They have made the young conservatives angry, and oh boy, will they regret that.

What happened to the America I loved? What happened to the country that fought for liberties, not against them? What happened to my country? What happened?

I was terrified to enter the political world when I first began developing my own thoughts and opinions on many social and economic issues. I started to see this new side of the world that was boiling beneath the surface, ready to explode. I was unsure what to do with the information handed to me. But none-the-less, I fell in love with politics.

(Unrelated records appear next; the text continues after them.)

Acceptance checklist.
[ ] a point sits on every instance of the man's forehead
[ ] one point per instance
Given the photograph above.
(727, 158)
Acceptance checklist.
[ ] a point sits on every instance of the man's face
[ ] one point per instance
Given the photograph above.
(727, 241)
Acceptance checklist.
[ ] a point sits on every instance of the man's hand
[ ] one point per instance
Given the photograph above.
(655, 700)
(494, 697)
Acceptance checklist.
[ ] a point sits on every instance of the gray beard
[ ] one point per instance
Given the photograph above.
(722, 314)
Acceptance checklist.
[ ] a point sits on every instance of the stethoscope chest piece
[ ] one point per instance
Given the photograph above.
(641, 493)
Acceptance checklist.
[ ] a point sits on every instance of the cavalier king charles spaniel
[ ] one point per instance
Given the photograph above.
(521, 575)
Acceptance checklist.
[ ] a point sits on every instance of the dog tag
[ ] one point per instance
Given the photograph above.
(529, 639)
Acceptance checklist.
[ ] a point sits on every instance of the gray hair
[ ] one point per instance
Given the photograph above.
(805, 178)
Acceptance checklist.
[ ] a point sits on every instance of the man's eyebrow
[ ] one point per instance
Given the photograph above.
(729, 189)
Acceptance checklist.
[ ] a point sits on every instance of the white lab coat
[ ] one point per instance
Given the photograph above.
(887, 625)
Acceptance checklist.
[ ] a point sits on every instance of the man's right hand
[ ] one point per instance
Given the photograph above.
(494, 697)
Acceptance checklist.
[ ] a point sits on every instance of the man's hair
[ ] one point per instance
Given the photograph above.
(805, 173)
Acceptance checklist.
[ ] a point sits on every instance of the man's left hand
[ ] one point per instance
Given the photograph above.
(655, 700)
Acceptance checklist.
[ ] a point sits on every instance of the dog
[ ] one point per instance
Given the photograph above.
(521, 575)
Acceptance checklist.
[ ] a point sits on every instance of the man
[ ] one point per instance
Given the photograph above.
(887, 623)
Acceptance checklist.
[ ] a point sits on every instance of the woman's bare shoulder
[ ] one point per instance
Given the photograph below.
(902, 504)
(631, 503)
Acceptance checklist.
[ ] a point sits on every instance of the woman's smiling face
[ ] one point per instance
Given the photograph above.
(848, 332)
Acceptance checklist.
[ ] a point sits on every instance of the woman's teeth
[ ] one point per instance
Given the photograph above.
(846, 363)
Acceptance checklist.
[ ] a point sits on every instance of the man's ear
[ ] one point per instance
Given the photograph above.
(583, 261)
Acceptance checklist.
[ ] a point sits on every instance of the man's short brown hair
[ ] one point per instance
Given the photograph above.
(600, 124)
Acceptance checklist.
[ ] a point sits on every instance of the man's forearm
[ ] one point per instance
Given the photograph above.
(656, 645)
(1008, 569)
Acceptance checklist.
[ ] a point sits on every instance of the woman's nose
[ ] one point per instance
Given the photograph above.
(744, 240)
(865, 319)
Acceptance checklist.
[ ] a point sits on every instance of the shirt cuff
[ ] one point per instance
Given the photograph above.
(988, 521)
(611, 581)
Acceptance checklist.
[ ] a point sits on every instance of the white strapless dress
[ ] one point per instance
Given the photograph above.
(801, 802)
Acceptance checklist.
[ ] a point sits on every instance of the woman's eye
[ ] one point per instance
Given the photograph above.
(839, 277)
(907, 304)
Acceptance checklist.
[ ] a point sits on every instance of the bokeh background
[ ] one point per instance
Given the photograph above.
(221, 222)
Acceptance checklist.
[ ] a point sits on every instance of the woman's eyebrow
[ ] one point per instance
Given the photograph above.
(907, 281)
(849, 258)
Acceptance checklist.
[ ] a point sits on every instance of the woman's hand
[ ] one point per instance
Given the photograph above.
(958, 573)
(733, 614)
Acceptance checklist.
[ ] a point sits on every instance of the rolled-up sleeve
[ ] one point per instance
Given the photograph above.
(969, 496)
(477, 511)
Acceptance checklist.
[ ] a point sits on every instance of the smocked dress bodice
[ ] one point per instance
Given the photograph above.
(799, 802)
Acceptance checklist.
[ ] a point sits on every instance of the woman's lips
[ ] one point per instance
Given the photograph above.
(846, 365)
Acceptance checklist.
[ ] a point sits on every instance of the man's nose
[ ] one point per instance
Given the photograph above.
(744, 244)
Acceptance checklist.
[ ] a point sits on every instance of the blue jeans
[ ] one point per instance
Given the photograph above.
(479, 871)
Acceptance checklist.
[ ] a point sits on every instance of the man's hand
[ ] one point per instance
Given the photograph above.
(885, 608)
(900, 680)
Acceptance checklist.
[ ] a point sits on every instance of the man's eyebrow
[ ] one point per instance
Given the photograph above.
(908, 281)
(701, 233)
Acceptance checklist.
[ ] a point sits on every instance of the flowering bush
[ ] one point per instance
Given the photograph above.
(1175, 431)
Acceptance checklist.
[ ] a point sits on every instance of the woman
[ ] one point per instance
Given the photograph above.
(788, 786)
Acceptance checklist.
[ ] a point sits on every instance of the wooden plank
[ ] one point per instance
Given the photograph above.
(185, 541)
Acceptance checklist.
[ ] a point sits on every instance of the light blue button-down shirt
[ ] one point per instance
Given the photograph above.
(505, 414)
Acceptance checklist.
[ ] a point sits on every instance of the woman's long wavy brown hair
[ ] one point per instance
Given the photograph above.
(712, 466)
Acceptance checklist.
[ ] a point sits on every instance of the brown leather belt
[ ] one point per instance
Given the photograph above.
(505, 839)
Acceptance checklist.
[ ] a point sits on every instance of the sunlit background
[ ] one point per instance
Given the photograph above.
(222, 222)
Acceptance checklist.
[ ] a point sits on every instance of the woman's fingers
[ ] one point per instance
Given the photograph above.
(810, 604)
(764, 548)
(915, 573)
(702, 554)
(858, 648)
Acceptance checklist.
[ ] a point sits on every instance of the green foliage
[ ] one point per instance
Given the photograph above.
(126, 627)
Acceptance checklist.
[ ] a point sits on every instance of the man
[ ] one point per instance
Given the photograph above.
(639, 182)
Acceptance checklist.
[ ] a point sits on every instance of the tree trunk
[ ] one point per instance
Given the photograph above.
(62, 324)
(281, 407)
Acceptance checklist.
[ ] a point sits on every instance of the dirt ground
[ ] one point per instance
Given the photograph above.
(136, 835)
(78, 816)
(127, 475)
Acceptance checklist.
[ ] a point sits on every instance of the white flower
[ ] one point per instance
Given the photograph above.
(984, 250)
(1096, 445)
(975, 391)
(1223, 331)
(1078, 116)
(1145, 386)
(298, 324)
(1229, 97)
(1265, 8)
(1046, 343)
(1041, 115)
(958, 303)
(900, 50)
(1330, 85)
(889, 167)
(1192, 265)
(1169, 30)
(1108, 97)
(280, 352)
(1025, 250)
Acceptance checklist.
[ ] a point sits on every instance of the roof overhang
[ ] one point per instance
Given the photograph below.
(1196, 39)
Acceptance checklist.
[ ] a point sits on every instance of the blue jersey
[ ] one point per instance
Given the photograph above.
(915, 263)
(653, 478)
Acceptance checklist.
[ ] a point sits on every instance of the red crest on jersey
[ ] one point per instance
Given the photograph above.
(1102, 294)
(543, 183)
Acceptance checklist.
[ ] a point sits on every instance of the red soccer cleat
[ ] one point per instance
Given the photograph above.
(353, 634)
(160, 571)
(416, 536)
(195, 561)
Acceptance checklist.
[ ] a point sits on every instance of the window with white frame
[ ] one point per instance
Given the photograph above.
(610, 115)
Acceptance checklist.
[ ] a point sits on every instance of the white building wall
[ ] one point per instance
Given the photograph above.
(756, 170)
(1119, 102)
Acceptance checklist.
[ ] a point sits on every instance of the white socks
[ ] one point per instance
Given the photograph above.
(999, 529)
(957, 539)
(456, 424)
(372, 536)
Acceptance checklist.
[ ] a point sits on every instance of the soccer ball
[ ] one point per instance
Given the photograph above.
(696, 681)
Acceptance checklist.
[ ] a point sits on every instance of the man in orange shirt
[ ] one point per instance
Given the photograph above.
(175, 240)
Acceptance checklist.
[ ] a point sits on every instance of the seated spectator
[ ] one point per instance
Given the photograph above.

I found myself on the conservative side of the political spectrum. For anyone who knows me, this is not too much of a surprise. I was already incredibly pro-life and was one of the most outspoken people against the government being involved in my life. With a very conservative household, people tend to point at me and say that I have known no different. And maybe I haven’t.

What I have noticed in my time being incredibly active in politics is the increasing amount of worry and fear that has been radiating off the Right. They are afraid that they were the last generation of conservatives. They fear that free markets and our basic human rights are soon to head out the door.

But I am here to tell them, they are not the last wave of conservatism.

As I walked into the Midwest Regional Conference hosted by Turning Point USA (TPUSA) a couple weekends ago, I saw all I needed to see. One thousand college-aged conservatives, mingling around the room proud in their country and displaying their “Socialism Sucks” shirts.

One thousand does not sound like a lot, but each came from their college chapter representing another three or four students. Then, on top of that there are all the students on college campuses to afraid to say anything, and then there are those who simply are out of college or couldn’t come. This was only for the Midwest as well. There are numerous amounts of conferences hosted by TPUSA around the United States every year.

This was just one.

There is a new wave of conservatism that is coming, and I promise that we will not let our parents and grandparents down. We have already begun to speak out against the radical Left, that has left behind what our country was founded on.

We have grown tired of the ways of conservatives have always sat back and never spoken too loud. They have fought back in votes, petitions, and talk shows. This new wave is strong, and know that in order to fight back we have to be just as loud. It has begun already with organizations like Campus Reform, Lone Conservative, and Turning Point USA. All rooted in capitalism, free markets, and our civil liberties and rights.

We are here to fight for America, and to keep our lives and generations to come safe. We will not let the Left take away our defense, our speech, and the rest of what makes America, America. Because if we do, where else will we go?

What happened to the America I loved? It is still here and is here to stay.

What happened to the country that fought for liberties, not against them? It is still here and is here to stay.

What happened to my country? The radical Left happened.

What happened? They have made the young conservatives angry, and oh boy, will they regret that.